Statistical Data Center
Intermountain Healthcare
greg.snow at imail.org
801.408.8111

> -----Original Message-----
> From: r-help-bounces at r-project.org [mailto:r-help-bounces at r-
> project.org] On Behalf Of Joe Kaser
> Sent: Wednesday, October 15, 2008 2:19 PM
> To: r-help at r-project.org
> Subject: [R] Condition warning: has length > 1 and only the first
> element will be used
>
> Hello,
>
> I've been learning R functions recently and I've come across a
problem
> that
> perhaps someone could help me with.
>
> # I have a a chron() object of times
>
> >
hours=chron(time=c("01:00:00","18:00:00","13:00:00","10:00:00"))
>
> # I would like to subtract 12 hours from each time element, so I
> created a
> vector of 12 hours (actually, more like a vector of noons)
>
> > less.hours=chron(time=rep("12:00:00",4))
>
> # If I just subtract the two vectors, I get some negative values, as
> fractions of a day
>
> > hours-less.hours
> [1] -0.45833333  0.25000000  0.04166667 -0.08333333
>
> # I would like those negative values to cycle around and subtract the
> amount
> < 0 from midnight
> # That is to say, 01:00:00 - 12:00:00 should be 13:00:00
> # because 01:00:00-12:00:00 = -11:00:00, and 24:00:00-11:00:00 >
13:00:00
> # It's sort of like going back to the previous day, but without
> actually
> including information about which day it is
>
> # This is what I tried
>
> > test.function=function(x,y) {
> + sub = x-y
> + if(sub<0) x+y
> + }
>
> > test.function(hours,less.hours)
> Time in days:
> [1] 0.5416667 1.2500000 1.0416667 0.9166667
> Warning message:
> In if (sub < 0) x + y :
>   the condition has length > 1 and only the first element will be used
>
>
> # My questions are, why does it only use the first element?? Why does
> it not
> apply to all?
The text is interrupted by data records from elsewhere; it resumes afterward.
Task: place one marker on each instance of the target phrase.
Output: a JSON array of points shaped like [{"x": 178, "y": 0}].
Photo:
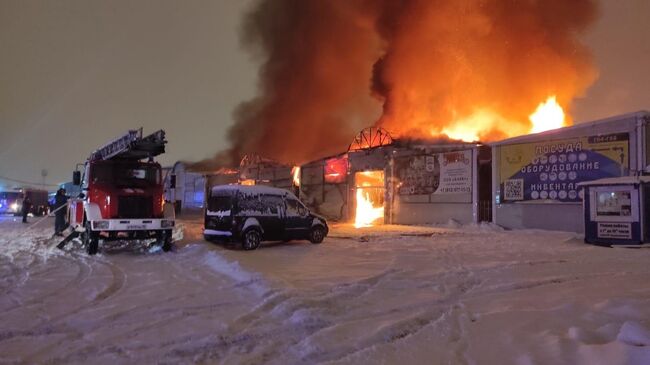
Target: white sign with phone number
[{"x": 615, "y": 230}]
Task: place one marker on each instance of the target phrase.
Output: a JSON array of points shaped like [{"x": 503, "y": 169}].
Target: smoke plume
[{"x": 418, "y": 68}]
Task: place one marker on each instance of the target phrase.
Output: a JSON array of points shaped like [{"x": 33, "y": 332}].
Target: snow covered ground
[{"x": 391, "y": 294}]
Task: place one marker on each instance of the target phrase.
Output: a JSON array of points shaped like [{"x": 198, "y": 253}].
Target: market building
[{"x": 536, "y": 177}]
Also, what happened to the elements where sub>= 0, it
> looks
> like they followed the rules
> # of if(sub<0).  I feel like I must not be understanding something
> rather
> basic about how logical expressions operate within R
> # Help would be appreciated...
>
>         [[alternative HTML version deleted]]
>
> ______________________________________________
> R-help at r-project.org mailing list
> https://stat.ethz.ch/mailman/listinfo/r-help
> PLEASE do read the posting guide http://www.R-project.org/posting-
> guide.html
> and provide commented, minimal, self-contained, reproducible code.

Joe Kaser wrote:
> Hello,
> 
> I've been learning R functions recently and I've come across a
problem that
> perhaps someone could help me with.
> 
> # I have a a chron() object of times
> 
>>
hours=chron(time=c("01:00:00","18:00:00","13:00:00","10:00:00"))
> 
> # I would like to subtract 12 hours from each time element, so I created a
> vector of 12 hours (actually, more like a vector of noons)
> 
>> less.hours=chron(time=rep("12:00:00",4))
> 
> # If I just subtract the two vectors, I get some negative values, as
> fractions of a day
> 
>> hours-less.hours
> [1] -0.45833333  0.25000000  0.04166667 -0.08333333
> 
> # I would like those negative values to cycle around and subtract the
amount
> < 0 from midnight
> # That is to say, 01:00:00 - 12:00:00 should be 13:00:00
> # because 01:00:00-12:00:00 = -11:00:00, and 24:00:00-11:00:00 = 13:00:00
> # It's sort of like going back to the previous day, but without
actually
> including information about which day it is
> 
> # This is what I tried
> 
>> test.function=function(x,y) {
> + sub = x-y
> + if(sub<0) x+y
> + }
> 
>> test.function(hours,less.hours)
> Time in days:
> [1] 0.5416667 1.2500000 1.0416667 0.9166667
> Warning message:
> In if (sub < 0) x + y :
>   the condition has length > 1 and only the first element will be used
> 
> 
> # My questions are, why does it only use the first element?? Why does it
not
> apply to all? Also, what happened to the elements where sub>= 0, it
looks
> like they followed the rules
> # of if(sub<0).  I feel like I must not be understanding something
rather
> basic about how logical expressions operate within R
> # Help would be appreciated...
OK: help(ifelse), ordinary if doesn't vectorize.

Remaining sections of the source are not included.